Dizem os sábios que, nos primórdios do Cosmos, a Dona Evolução passeava entre as fileiras dos animais recém-emersos da lama primordial. A dita dama ia atribuindo a cada um deles as mais disparatadas características, com o senso de humor que lhe é peculiar.
Parou, por fim, na frente do Homo sapiens, com aquele sorriso de canto de boca. "Esse aqui vai ser onívoro, só que com excesso de imaginação", sentenciou ela. "Vai comer quase de tudo, mas, em compensação, inventará tudo quanto é neura sobre o que come." Crudelíssima senhora.
OK, talvez não seja um primor de alegoria, mas dá para o gasto. Acho que a historinha acima descreve mais ou menos bem um dos (muitos) buracos nos quais a gente foi se enfiar por causa da nossa história evolutiva esquisita.
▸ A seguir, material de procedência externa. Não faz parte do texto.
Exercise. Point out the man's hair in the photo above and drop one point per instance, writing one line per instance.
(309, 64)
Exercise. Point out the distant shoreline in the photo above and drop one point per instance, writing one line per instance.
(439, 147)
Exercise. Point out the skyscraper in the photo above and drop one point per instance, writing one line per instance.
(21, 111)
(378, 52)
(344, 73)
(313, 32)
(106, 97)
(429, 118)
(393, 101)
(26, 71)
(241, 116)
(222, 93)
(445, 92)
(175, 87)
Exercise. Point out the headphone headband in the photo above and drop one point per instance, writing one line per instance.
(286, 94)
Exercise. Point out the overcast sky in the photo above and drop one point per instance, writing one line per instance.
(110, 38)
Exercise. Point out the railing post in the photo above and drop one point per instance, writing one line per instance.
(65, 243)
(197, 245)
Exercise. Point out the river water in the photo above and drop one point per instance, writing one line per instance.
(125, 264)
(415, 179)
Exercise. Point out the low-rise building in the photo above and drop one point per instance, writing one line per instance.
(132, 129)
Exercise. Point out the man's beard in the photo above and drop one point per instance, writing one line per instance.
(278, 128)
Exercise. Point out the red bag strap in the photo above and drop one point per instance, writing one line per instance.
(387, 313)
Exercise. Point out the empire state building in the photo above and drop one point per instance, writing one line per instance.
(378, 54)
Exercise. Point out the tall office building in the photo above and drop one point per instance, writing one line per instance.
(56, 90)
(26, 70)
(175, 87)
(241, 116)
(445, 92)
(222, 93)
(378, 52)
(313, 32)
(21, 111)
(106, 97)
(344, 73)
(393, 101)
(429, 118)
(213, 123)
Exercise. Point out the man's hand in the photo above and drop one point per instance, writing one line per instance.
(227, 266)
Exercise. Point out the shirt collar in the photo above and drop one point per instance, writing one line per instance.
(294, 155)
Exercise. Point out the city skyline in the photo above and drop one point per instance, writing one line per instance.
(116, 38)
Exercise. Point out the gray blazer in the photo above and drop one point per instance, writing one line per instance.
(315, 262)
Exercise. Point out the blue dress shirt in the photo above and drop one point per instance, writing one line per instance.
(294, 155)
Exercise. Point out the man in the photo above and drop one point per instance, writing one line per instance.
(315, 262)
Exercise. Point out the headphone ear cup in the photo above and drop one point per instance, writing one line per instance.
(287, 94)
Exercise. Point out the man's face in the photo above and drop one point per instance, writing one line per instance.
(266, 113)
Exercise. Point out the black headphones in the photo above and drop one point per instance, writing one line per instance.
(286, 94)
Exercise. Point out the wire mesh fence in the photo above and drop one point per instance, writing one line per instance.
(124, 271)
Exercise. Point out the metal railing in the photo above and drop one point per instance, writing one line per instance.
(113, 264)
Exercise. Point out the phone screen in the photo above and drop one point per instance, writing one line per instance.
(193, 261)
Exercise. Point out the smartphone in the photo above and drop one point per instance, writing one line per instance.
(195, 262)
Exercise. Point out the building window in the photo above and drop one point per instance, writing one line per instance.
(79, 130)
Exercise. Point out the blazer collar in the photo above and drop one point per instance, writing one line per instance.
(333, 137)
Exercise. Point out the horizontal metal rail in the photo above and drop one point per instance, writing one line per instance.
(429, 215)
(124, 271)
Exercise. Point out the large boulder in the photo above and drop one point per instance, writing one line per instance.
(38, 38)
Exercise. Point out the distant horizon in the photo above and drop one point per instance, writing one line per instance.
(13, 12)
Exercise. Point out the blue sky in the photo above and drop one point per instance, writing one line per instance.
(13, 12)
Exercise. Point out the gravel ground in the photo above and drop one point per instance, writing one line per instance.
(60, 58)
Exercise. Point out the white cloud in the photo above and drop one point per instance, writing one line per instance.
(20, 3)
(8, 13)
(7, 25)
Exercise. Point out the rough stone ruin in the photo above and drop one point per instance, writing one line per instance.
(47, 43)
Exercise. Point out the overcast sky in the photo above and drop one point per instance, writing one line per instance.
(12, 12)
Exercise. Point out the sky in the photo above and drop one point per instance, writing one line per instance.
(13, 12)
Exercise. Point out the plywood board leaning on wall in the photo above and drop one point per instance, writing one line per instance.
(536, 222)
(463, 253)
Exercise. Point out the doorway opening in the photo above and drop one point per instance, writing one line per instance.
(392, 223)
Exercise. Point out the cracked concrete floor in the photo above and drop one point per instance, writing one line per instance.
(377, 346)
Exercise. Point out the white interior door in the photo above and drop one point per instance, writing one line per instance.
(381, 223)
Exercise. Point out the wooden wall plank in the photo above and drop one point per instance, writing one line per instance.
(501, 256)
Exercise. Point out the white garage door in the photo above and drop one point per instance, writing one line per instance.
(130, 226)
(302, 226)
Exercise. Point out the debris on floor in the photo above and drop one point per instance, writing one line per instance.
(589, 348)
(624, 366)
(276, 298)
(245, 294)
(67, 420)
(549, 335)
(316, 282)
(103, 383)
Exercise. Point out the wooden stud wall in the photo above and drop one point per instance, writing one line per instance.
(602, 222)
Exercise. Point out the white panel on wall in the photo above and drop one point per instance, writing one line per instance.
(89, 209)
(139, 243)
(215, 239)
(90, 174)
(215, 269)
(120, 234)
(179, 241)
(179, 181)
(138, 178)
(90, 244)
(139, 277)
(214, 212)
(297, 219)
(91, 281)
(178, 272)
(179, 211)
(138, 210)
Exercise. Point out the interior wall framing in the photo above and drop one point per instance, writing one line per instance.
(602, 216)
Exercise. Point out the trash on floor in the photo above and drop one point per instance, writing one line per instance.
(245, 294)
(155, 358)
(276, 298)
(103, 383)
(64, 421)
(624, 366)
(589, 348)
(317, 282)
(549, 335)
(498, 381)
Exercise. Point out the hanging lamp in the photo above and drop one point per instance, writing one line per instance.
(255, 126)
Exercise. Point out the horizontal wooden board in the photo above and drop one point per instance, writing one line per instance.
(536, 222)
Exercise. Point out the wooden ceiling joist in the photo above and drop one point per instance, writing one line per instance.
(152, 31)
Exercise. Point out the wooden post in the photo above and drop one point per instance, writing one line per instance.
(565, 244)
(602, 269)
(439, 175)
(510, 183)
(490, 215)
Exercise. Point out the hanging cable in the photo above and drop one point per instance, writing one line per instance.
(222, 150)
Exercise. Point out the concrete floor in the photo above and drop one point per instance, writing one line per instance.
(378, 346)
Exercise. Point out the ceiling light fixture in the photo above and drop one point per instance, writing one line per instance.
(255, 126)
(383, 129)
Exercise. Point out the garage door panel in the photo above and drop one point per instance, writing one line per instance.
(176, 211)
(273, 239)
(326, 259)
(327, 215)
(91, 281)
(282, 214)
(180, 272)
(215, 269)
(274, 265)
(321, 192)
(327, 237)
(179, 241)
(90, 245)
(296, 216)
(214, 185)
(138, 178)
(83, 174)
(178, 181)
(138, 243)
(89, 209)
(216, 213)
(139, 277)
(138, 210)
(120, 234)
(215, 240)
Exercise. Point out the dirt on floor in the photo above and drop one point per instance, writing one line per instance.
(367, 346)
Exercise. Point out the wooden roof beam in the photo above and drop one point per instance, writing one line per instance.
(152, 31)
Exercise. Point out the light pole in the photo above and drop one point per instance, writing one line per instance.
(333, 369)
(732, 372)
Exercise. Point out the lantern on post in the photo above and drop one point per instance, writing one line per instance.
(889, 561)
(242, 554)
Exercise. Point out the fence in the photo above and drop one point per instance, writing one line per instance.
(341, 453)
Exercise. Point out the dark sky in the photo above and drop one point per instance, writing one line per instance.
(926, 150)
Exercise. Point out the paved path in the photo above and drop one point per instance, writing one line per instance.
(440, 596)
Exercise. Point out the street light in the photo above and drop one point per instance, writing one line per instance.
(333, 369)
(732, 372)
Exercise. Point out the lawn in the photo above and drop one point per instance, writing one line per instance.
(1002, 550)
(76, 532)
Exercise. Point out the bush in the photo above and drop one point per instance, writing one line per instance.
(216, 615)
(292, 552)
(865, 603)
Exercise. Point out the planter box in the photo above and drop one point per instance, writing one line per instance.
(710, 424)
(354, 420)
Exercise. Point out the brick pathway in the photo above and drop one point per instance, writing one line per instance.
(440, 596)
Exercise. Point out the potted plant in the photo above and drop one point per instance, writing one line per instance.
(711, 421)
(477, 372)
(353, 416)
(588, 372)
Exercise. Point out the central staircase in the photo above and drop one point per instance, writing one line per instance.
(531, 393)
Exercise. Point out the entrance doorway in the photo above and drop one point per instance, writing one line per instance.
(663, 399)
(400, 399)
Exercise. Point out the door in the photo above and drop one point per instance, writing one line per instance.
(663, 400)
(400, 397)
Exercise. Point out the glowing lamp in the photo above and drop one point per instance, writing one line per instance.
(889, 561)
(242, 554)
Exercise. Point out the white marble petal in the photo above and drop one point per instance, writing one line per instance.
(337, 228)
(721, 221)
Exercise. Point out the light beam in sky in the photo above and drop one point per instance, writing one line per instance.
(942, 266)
E é um daqueles casos proverbiais em que, depois do fundo do poço, ainda tem um alçapão. Em geral, um alçapão chamado modismos alimentares — inclusive os que são alimentados (com o perdão do trocadilho) por quem deveria atuar como antídoto contra eles.
Com efeito, não vejo outro jeito de descrever a horda de nutricionistas que, tempos atrás, saiu por aí dizendo que cortar glúten e lactose era uma panaceia. Ou os entusiastas da "dieta paleo". Ou os devotos do jejum intermitente. Bem, você já entendeu, espero.
Muitas dessas barcas furadas têm em comum a ideia de que é preciso voltar no tempo, de alguma maneira. Retomar a dieta "natural" dos seres humanos, aquela que "fomos feitos" para deglutir. "Você conhece algum bicho que toma leite depois da fase de bebê? Só o ser humano comete essa loucura!", já me disseram muitas vezes os inimigos da lactose, por exemplo.
Faltou combinar essa dica genial com as diversas populações mundo afora —gente como a maioria dos europeus, grupos pastoralistas da África e certos povos do Oriente Médio— cujo DNA lhes confere a capacidade de digerir leite na vida adulta sem o menor problema.
Essa capacidade foi, aliás, favorecida intensamente pela seleção natural nesses lugares do mundo desde que a domesticação de animais leiteiros começou a se espalhar.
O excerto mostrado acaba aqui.